Configuring IPv6 access for docker containers on OVH

As of recent years, I have been playing around with Docker quite a bit and use it in production to run quite a few services. So far, in every docker deployment I have done, I have only used IPv4. However, now that IPv6 is gaining a lot of traction I thought it would be a good idea to make all of my docker services accessible via IPv6! For about 8 months now I have been running a [matrix] chat server using docker. The server has so far attracted about 100 users around the globe and I thought it would be a good idea to make this service more accessible to users stuck behind an IPv4 Carrier-Grade NAT (CG-NAT) or to users using a translation mechanism such as NAT64 to access the IPv4 internet over IPv6 networks.

Now, of course, to provide an IPv6-accessible service, we need a server with IPv6 internet access. I am a long time OVH customer and am glad that they offer IPv6 connectivity to most if not all of the servers they sell. Although I am a bit unhappy with the small number of addresses they provide, I’ve had a mostly positive experience with OVH in general.

After reading lots of docker documentation about IPv6 configuration, I concluded that it took more tinkering that was written in the docs to get IPv6 working properly in docker and docker-compose on OVH due to their small IPv6 allocations so I thought I would document my working procedure here.

Now about the OVH IPv6 allocation: every single one of the dedicated servers I rent at OVH only has a single /64 allocated to them. I find this very disappointing because a /64 is supposed to be the smallest allocation you can give to a subscriber according to RFC6177. That is only a single subnet! That same RFC also recommends giving customers a /56 or a /48 instead in order to accommodate for growth and additional subnets on the network. Having to deal with a single /64 is particularly bad if you want to start installing virtual machines on your server, or in this case docker containers because it will require subnetting the network into smaller segments which is not recommended and breaks things. I find this especially dumb coming from OVH considering that I can find this post dating back to 2009 saying OVH was allocating /56es to servers back then… and now they reverted to only assigning single /64s? Ridiculous, especially when considering the fact that one of their large competitors, Online.net is offering a /48 block with every dedicated server purchase…

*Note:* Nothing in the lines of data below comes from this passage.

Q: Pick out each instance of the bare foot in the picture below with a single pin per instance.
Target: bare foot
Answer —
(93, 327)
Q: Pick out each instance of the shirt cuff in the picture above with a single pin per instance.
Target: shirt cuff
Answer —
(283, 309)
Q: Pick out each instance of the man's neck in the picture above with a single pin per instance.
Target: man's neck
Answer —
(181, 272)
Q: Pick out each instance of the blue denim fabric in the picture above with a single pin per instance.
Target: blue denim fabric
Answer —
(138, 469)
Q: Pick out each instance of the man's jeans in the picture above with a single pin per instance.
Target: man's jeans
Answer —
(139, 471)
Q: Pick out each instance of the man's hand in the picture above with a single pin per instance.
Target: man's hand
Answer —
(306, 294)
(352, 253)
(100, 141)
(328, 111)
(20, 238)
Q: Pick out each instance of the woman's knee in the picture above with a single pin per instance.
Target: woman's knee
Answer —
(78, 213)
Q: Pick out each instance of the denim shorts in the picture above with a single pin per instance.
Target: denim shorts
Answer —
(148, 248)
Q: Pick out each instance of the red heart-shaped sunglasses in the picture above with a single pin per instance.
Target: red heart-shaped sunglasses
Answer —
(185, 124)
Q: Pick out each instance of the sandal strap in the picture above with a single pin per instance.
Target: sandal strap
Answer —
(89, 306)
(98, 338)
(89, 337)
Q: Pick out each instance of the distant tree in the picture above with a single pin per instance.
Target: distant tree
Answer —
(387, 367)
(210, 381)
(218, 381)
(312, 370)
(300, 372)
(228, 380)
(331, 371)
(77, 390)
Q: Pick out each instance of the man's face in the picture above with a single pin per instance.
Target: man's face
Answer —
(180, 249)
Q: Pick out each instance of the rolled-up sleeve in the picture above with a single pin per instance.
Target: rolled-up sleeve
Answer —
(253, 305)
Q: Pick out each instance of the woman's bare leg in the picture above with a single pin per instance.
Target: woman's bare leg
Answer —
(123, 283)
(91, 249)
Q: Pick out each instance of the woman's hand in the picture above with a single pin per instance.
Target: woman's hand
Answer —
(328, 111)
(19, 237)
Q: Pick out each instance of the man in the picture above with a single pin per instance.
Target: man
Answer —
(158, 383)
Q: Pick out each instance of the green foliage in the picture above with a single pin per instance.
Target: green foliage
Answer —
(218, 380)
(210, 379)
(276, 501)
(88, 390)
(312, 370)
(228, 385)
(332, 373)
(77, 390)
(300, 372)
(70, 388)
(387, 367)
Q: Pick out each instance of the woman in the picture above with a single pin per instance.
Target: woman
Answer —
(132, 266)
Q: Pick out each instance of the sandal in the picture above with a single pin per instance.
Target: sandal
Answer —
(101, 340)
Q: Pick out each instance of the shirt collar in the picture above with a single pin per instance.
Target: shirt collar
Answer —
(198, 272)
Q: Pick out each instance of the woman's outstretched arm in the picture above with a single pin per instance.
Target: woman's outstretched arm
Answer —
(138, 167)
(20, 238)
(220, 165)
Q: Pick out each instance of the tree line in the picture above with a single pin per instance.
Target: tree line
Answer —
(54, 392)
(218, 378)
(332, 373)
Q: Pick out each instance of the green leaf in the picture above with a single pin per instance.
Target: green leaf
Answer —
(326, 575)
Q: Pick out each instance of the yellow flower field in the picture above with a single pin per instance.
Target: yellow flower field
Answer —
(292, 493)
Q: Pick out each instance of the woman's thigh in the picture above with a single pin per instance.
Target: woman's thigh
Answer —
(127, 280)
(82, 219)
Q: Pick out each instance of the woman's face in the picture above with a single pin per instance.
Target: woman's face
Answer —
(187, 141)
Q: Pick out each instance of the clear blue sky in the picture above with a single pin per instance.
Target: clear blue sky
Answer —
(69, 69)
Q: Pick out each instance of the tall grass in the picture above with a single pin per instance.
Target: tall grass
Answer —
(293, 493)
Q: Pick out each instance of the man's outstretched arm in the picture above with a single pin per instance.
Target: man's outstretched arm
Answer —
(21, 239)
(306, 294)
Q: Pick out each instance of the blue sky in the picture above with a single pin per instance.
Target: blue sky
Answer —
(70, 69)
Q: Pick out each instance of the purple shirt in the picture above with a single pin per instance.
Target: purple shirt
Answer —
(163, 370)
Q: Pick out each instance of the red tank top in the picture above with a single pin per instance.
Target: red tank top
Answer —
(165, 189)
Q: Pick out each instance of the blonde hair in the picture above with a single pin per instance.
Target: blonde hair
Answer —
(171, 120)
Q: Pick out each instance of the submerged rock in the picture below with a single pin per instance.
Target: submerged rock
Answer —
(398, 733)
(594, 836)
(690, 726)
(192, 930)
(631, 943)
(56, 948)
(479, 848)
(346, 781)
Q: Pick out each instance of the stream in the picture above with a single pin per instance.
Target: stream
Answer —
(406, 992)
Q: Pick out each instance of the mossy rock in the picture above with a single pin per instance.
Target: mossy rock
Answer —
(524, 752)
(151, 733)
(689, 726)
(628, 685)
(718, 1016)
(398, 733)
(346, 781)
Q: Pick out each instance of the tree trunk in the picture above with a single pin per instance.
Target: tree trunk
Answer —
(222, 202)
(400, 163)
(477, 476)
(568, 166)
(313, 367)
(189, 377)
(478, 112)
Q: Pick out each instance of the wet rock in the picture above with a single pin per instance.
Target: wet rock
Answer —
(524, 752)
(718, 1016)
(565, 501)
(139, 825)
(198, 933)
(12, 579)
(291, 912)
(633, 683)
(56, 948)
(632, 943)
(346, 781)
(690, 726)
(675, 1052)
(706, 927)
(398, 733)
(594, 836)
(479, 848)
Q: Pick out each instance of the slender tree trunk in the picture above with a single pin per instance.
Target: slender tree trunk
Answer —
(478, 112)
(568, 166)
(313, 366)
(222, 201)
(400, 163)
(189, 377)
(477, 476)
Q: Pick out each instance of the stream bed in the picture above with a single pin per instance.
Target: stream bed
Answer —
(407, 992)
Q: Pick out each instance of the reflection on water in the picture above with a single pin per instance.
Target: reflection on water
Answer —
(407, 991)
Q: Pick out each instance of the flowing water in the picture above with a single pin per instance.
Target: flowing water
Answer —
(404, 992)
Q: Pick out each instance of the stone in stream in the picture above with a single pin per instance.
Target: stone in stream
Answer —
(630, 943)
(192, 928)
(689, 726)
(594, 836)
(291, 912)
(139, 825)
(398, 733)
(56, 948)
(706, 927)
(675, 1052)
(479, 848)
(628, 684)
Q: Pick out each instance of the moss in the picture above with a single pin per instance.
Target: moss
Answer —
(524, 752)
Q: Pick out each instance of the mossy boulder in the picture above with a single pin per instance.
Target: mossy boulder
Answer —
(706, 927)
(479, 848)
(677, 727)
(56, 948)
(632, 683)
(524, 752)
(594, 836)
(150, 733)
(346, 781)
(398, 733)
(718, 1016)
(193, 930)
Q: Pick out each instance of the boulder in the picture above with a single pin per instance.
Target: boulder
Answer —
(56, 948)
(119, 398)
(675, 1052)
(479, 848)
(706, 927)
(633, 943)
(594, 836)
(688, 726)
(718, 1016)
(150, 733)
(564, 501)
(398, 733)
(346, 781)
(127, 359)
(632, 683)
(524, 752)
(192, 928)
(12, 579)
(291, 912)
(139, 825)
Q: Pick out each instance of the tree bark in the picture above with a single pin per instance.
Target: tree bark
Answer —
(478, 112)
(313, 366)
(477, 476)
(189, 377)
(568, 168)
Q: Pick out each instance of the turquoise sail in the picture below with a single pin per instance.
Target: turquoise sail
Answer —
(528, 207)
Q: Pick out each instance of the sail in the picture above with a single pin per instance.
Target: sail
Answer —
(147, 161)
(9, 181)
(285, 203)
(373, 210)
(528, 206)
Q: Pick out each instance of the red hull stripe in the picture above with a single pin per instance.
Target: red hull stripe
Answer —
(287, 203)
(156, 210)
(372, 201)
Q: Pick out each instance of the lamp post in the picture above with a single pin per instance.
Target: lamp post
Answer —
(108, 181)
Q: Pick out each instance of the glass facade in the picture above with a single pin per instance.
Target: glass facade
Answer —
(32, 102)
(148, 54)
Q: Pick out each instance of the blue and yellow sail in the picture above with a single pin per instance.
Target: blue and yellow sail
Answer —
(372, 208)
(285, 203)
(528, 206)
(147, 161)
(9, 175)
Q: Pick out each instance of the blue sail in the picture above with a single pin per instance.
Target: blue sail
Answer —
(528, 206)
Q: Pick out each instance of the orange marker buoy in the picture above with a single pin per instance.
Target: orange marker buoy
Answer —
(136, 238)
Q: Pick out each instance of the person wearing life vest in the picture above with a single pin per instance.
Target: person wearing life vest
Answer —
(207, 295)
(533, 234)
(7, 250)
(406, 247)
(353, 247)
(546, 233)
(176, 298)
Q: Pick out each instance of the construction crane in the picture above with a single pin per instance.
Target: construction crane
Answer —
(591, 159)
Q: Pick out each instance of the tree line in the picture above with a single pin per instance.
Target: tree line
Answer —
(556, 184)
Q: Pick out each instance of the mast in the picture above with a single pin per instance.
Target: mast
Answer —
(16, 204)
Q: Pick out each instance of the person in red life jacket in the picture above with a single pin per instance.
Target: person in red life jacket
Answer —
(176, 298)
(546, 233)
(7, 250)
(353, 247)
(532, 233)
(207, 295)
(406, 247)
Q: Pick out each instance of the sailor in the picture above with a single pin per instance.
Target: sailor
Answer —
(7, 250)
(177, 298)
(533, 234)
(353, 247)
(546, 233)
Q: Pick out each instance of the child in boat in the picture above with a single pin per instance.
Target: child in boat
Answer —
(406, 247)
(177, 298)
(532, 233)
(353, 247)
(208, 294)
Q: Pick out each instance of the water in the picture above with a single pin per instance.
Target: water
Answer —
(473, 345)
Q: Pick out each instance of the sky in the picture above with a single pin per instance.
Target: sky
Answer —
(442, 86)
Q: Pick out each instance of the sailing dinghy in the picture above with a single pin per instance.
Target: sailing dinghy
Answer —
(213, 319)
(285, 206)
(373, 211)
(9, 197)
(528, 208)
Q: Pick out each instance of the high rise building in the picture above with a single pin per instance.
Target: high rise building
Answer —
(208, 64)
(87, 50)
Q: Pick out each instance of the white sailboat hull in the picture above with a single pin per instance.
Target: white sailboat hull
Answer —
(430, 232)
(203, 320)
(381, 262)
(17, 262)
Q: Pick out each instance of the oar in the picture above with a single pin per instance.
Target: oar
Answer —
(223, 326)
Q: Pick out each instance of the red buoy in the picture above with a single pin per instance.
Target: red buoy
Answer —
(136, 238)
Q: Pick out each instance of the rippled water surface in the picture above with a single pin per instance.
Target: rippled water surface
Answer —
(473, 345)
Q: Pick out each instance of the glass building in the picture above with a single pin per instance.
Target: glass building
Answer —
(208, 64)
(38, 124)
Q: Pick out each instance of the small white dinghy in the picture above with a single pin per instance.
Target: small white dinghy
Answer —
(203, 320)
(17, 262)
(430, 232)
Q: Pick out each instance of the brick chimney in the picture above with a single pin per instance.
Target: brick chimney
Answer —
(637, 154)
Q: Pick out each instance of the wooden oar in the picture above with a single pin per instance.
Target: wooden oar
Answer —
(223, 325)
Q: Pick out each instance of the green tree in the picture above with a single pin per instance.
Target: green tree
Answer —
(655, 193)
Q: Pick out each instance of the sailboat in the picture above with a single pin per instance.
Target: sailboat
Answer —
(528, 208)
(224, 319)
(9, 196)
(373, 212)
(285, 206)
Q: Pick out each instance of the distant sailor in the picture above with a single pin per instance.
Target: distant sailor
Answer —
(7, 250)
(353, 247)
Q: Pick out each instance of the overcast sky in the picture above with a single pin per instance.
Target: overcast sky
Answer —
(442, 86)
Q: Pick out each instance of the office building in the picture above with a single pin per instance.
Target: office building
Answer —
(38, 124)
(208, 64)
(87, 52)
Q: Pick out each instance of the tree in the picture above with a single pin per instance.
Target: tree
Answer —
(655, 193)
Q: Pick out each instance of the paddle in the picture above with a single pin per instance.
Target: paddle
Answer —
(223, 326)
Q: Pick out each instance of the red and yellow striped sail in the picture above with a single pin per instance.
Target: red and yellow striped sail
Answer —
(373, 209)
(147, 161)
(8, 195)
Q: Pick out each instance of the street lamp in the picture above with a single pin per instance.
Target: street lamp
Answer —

Anyway enough ranting. Let’s get to the good stuff!

The first step is to enable IPv6 support in the docker daemon and give docker a fixed subnet to allocate addresses from to all containers that are created directly via docker commands (not docker-compose!). Before we can even do that, we need to break up our server’s /64 subnet into smaller chunks and allocate a part of that subnet to docker. I found this representation of IPv6 subnet mask lengths very useful to understand how exactly we are breaking the subnet up.

2001:0db8:0123:4567:89ab:cdef:1234:5678
|||| |||| |||| |||| |||| |||| |||| ||||
|||| |||| |||| |||| |||| |||| |||| |||128     Single end-points and loopback
|||| |||| |||| |||| |||| |||| |||| |||127   Point-to-point links (inter-router)
|||| |||| |||| |||| |||| |||| |||| ||124
|||| |||| |||| |||| |||| |||| |||| |120
|||| |||| |||| |||| |||| |||| |||| 116
|||| |||| |||| |||| |||| |||| |||112
|||| |||| |||| |||| |||| |||| ||108
|||| |||| |||| |||| |||| |||| |104
|||| |||| |||| |||| |||| |||| 100
|||| |||| |||| |||| |||| |||96
|||| |||| |||| |||| |||| ||92
|||| |||| |||| |||| |||| |88
|||| |||| |||| |||| |||| 84
|||| |||| |||| |||| |||80
|||| |||| |||| |||| ||76
|||| |||| |||| |||| |72
|||| |||| |||| |||| 68
|||| |||| |||| |||64   Single LAN; default prefix size for SLAAC
|||| |||| |||| ||60   Some (very limited) 6rd deployments (/60 = 16 /64)
|||| |||| |||| |56   Minimal end sites assignment; e.g. home network (/56 = 256 /64)
|||| |||| |||| 52   /52 block = 4096 /64 blocks
|||| |||| |||48   Typical assignment for larger sites (/48 = 65536 /64)
|||| |||| ||44
|||| |||| |40
|||| |||| 36   possible future local Internet registry (LIR) extra-small allocations
|||| |||32   LIR minimum allocations
|||| ||28   LIR medium allocations
|||| |24   LIR large allocations
|||| 20   LIR extra large allocations
|||16
||12   Regional Internet registry (RIR) allocations from IANA[15]
|8
4

It is important to note that the minimum subnet mask (or CIDR to be precise) we can allocate to the docker daemon is a /80 because docker generates addresses for its containers based on the MAC address of the container’s network interface. Since MAC addresses are precisely 48 bits in size and IPv6 addresses are 128 bits, that leave a maximum of 80 bits for the IPv6 prefix. I chose to go right with a /80 for docker because the prefix is aligned right with a 32-bit boundary which makes addresses easier to remember and shorten. For example, if my server has 2001:db8:dead:beef::/64 as its allocated block, any prefix in 2001:db8:dead:beef:XXXX::/80 where XXXX ranges from 0000 to ffff is a valid /80 subnet. For demonstration purposes, I will use 2001:db8:dead:beef:face::/80 as the subnet dedicated to docker.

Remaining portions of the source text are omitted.